Kusma olayı olsa da olmasa da planlarımda kıyafet değiştirme vardı.

Romandan tanıdığım Marki ve Briella büyük ihtimal halime takılmaz hatta anlayışla karşılardı tabi üçüncü aile üyeleri yavru bir sosyopat olmasaydı bende takılmazdım.

Çok süslü olursam Renat onlardan üstün konumumu vurgulamak istediğimi veya yaslarına duyarsız olduğumu düşünürdü , olduğum halimle kalırsam onları görünüşüme dikkat edecek kadar bile önemsemediğimi düşünecekti , evet kesinlikle romanın en sinir bozucu karakterlerinden biriydi.

Marie istediklerimle geri döndüğünde kendimi onun hızlı ellerine bıraktım.

İşi bittiğinde bana minik bir el aynası verdi.

"Şimdi sağlıklı görünüyorsunuz leydim." gururla bana bakan Marie'ye gülümsedim

" Teşekkürler Marie harikasın , şey şövalyeye hareket edebileceğimizi sen söyleyebilir misin ?" anlayışla başını sallayıp dediğimi yaptı.
*****
Briella odasında dönüp duruyordu babasının dediğine göre misafirleri akşam yemeğine yetişirdi.

Leydi Misty Soleil, onun hakkında çok bir şey bilmiyordu ailecek hiç görüşmemişlerdi.

Ailesinin içinde bulunduğu dönemde ise asla aklına gelmezdi. Ev hareketli, babası ilgisiz, ağabeyi ise gelecek misafir konusunda iyi düşünmüyordu , ama Briella hiç tanımadıkları kuzeninin onlara destek olmak için geliyor olmasından dolayı mutluydu.

Ağabeyi gelecek misafirin kaba davranışları olabileceğini ve büyük ihtimal onun beklediği gibi biri olmayacağını bu yüzden dikkat etmesi gerektiğini söylemişti.

Briella ise daha tanışmadığı kuzeni hakkında kötü düşünemezdi.

"Ağabey ne derse desin , leydi Misty Soleil bizi düşündüğü için geliyor , kötü olamaz." genç kız sesli söylediği kelimelere daha güçlü inanırken kapısı tıklatıldı.

"Küçük hanım, misafirimiz geldi."

*****
Renat elindeki belgeleri incelerken gözü ara ara duvardaki saate gidiyordu.

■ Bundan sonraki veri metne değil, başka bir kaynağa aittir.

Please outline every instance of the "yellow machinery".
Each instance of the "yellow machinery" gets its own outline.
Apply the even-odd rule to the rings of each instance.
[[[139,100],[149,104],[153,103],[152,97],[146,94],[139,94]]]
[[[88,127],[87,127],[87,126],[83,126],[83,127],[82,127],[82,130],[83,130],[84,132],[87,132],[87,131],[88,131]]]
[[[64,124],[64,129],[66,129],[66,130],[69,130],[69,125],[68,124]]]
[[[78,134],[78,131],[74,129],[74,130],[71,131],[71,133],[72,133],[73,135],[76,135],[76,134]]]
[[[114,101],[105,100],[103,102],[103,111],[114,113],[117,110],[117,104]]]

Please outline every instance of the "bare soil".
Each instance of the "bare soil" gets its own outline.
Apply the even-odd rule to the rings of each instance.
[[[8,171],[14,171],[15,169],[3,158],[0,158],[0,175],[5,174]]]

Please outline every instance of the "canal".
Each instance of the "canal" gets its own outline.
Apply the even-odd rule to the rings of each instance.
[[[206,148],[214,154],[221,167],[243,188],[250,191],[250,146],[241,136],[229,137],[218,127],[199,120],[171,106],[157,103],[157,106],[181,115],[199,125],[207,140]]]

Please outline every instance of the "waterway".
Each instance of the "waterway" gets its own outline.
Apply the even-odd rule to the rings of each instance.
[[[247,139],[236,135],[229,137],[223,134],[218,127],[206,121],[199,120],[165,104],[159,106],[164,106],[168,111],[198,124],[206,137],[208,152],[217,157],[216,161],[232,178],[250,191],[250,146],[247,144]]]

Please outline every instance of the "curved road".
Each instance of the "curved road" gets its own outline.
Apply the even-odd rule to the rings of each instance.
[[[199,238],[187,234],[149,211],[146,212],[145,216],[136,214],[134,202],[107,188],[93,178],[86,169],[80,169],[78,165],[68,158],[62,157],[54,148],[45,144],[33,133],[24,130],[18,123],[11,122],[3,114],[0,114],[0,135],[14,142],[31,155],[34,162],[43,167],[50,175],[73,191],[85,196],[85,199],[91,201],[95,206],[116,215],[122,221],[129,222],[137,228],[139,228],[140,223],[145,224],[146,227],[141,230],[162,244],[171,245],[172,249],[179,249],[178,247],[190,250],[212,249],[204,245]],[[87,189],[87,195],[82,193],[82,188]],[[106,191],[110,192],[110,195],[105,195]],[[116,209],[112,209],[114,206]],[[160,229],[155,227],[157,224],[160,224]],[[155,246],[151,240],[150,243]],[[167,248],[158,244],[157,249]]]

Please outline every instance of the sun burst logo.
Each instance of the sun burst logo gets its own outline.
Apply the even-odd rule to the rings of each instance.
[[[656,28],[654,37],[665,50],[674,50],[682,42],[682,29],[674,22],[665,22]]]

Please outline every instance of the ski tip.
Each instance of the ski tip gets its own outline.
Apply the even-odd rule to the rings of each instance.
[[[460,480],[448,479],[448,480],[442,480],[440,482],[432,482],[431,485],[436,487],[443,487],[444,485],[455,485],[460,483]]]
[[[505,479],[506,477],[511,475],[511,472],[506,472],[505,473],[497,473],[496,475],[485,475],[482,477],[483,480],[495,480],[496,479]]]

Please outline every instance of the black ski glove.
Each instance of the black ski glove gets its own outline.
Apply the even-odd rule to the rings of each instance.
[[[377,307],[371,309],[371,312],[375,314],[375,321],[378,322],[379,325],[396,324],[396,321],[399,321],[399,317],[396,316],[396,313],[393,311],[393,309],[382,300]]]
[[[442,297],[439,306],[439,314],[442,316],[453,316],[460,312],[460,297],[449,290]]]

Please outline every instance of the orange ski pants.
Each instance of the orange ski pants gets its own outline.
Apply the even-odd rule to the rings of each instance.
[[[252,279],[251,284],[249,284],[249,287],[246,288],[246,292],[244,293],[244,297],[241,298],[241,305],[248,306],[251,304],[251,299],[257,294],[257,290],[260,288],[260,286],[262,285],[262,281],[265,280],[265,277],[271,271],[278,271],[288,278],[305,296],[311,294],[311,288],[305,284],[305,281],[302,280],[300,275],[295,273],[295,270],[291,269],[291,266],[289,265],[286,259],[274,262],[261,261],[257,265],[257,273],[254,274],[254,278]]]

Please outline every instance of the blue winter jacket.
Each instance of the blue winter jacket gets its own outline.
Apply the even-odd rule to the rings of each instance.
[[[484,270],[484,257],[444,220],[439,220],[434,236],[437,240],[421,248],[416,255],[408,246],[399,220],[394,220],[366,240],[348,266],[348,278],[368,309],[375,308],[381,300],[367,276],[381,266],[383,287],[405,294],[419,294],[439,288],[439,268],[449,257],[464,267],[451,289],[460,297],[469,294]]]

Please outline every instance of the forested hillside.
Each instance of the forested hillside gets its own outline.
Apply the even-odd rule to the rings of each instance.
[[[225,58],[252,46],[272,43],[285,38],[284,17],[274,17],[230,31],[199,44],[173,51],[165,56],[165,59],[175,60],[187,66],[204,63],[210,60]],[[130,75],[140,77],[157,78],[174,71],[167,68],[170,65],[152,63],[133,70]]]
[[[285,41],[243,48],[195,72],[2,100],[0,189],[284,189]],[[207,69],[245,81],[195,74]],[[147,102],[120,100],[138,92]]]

Misafirlerinin en azından bir saat önce gelmiş olması gerekiyordu.

"Tek yapmaları gereken erken yola çıkmaktı." sinirleri yükselirken belgeleri sehpaya koydu.

Evin varisi olarak karşılamada direkt olması gerekirdi bu yüzden girişin yanında olan ortak salonda çalışmaları incelemeye karar vermişti.

"Heyecanlı görünüyorsun." duyduğu sesle irkilse de bunu belli etmedi bakışları babasının bakışlarıyla buluşurken sakince ayağa kalktı ve selamladı.

"Sadece üstüme düşeni yapıyorum." dedi genç adamın bakışları babasın bakışlarından ayrılmadan ekledi " Misafirimizde umarım aynı şekilde davranır."

Babası kaşlarını çattı.

" Bir yolculuk için net bir başlangıç çizilebilir ama bitişi tutturamazsın , bu ketum tavırlarını misafirin önünde görmek istemiyorum." markinin sesi cümlesinin sonuna doğru iyice sertleşmişti.

Tam cevap vereceği sırada bahçeden sesler geldi ve odaya kahyaları girdi.

"Efendim ,Leydi Lounberg geldi."

Marki gülümsedi ve oğlundan önce odadan çıktı.

Renat derin bir nefes aldı ve karşılama için babasını takip ederken merdivenlerden kız kardeşi hızlıca iniyordu. Düşüp kendine zarar verebilirdi.

"Ella yavaşla !" genç kız abisine heyecanlı bir gülümseme attı. Renat olduğu yerde kaldı , bir süredir heyecanlı görmediği kardeşinin görüntüsü onu sakinleştirmişti.

Kız kardeşi onu geçerken seslendi

" Hadi abi geride kalıyorsun." dedi ve babasının yanında durdu.

Renat holün ortasında duran aile üyelerinin yanında yerini almıştı , kapı açıldığında genç adam nefesini tuttu. Misty Soleil hakkında ilk düşüncesi kendi iradesi dışında gelişmişti.

O güzeldi.

*****
Evin kahyası beni karşıladığında kalbim ağzıma doğru tırmanmaya başlamıştı.

"Leydi Lounberg'i selamlıyorum , ben evin kahyası Cedric , efendilerim sizi karşılamak için bekliyorlar bagajınız odanıza yerleştirilecektir."

" Misty Soleil Lounberg , bundan sonra size emanetim." dedim ve kahyaya samimi olduğunu düşündüğüm gülüşlerimden birini attım.

Şaşıran kahyanın gözleri büyüdü.

Evet evet demin aristokrasi denilen şeyi çöpe attım ve Cedric'e kendimi tanıttım.

Yaşlı kahya bana daha samimi gözlerle baktığında hamlemin iyi olduğunu anladım. Eğer bir romanda kötüyseniz , ilk izlenim her şeydi.

Adamın bakışları arkamdaki kişiye kaydığında konuştum.

"Hizmetçim Marie , bana burada hizmet etmesi için getirildi lütfen onunla ilgilenin , eşyalarımı da onun düzenlemesini istiyorum." kahya başını eğdi.

"Tabi leydim, beni takip edin lütfen." ve kahyayı takip ederken kalbim tırmanışa devam etti.

Şimdi kötü sonu falan bir yere bırakalım, birazdan en sevdiğim kitabın başrolü ile tanışacaktım hem de kuzen olarak !

Hangi hayran bu fırsatı yakalayabilirdi. Renat fikri beni gerse de kitabı okurken en sevdiğim karakterlerden biriydi o da, aile onuru ve kardeşi için hayatını yaşamamış fedakar abi...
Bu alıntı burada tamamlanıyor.